第3話『花粉症』

 ──そういえば部長のパンツ見れたの本当に幸運だったけどあれからしばらくは櫻井さんの白い目が刺さって辛い、そんな4月の終わり。


「……へくちっ……ずずっ……」


 部室に来ると目を覆うような形状の大きな眼鏡と真っ黒なマスクを着けた銀髪の三年生が居た。


 部長だ。


「お、こんにちはー……くしっ!!」


 机に置いてあるティッシュ箱から何枚も引き抜いて鼻をかんでいた。


 杉花粉の季節は終わりかけ。今日突然対花粉装備を取り出したので、最近始まるのだと、麦辺りだろうか。


「こんにちは部長。花粉症ですか?」


「そ、そう……くしゅんっ……」


 俺はそろそろ定位置になりそうな窓際一番後ろの席に着く。


 えっと『花粉症 4月』っと。やっぱり檜だろうか。


「……何の花粉ですか?」


「ひ"の"き"。」


 本当に檜だったようだ。俺は部長の耳をちらと見て言う。後から思えば軽率というか、どうしても『普通』から逸脱したものを認めたくないという心があって、言ってしまったのだと思う。

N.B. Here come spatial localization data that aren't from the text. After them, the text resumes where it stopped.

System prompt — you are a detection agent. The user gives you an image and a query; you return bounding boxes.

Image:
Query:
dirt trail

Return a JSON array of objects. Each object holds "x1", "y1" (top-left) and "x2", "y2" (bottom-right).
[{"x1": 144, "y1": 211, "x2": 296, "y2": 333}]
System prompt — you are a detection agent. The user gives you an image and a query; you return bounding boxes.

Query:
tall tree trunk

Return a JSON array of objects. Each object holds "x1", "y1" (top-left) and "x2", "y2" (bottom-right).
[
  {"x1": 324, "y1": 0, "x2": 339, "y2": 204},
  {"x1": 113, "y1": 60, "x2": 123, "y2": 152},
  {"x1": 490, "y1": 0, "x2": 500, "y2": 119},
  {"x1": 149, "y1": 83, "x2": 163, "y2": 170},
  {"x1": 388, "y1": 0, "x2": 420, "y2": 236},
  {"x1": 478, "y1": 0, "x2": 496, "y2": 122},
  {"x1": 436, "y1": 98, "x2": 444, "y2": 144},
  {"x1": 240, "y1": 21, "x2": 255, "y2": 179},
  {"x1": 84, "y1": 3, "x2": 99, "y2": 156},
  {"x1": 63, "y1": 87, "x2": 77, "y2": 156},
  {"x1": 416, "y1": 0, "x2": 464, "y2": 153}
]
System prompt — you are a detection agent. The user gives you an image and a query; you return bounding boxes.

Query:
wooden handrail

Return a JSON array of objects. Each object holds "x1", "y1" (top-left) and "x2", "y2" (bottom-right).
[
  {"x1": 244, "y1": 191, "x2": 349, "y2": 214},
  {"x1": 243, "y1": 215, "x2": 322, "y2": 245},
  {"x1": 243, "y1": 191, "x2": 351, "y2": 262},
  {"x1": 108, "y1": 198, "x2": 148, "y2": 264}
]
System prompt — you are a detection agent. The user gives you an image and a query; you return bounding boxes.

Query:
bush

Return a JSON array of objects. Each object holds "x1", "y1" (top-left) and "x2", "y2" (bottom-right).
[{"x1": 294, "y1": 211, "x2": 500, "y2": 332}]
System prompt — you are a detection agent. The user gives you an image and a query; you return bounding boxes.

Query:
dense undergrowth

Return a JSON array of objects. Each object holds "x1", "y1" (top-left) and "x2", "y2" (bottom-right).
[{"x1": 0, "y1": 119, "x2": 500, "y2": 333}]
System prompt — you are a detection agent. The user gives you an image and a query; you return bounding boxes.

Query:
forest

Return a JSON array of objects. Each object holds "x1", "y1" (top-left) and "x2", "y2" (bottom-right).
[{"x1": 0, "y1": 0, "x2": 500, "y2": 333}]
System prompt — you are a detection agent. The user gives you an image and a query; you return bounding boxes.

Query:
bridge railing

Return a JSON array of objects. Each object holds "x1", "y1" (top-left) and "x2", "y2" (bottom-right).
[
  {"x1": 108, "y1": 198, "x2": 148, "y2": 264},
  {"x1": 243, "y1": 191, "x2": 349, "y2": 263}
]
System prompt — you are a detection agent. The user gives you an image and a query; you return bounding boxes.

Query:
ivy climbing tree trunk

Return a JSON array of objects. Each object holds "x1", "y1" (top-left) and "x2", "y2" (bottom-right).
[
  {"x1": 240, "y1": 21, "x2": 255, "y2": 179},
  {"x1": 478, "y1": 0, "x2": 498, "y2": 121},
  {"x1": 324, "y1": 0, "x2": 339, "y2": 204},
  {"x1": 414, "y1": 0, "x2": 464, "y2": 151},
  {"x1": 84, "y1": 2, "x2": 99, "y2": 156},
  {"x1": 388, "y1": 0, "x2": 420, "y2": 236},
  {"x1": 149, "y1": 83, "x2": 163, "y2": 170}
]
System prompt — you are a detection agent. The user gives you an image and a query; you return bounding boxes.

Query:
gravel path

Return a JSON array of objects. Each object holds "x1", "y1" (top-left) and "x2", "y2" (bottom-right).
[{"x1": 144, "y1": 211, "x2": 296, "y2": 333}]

「ハーフエルフとか言ってる割に樹の花粉に弱いんですね」


「まー……しょせん混じり物だしね。自然を味方に、何て事は出来ないんだよね……くゅんっ」


 部長には大して気にした様子はなかったけれど。部長の声色には諦めに近い感情が乗せられていたように思えた。


 気にさわることを、言ってしまったのだろう。部長が『ハーフエルフ』を自称している事に対して。


「どうしたの? 何か変なことでも言ったかな?」


 けろりとした様子で部長が俺に問う。先程の発言に関しては気にしている様子は微塵もない。恐らくは俺が部長の思っている反応と全く違う反応をしたせいか。


「花粉症、酷そうですね」


「酷いなんてもんじゃ……くちゅんっ! ……無いよ?」


「よーっす! 部長! 今年も花粉症の時期か!」


 勢いよくパソコン室の扉が開かれた。金髪の目鼻立ちの整った男だった。制服を適度に着崩しているがそれが特に悪印象を与えることがなかったのは険の無い笑顔を浮かべていたからだろうか。


「源造くん……っしゅ!! うう……」


 黒野源造。三年生である。彼もまた一般人が日常的に名乗らないような肩書きを持っている。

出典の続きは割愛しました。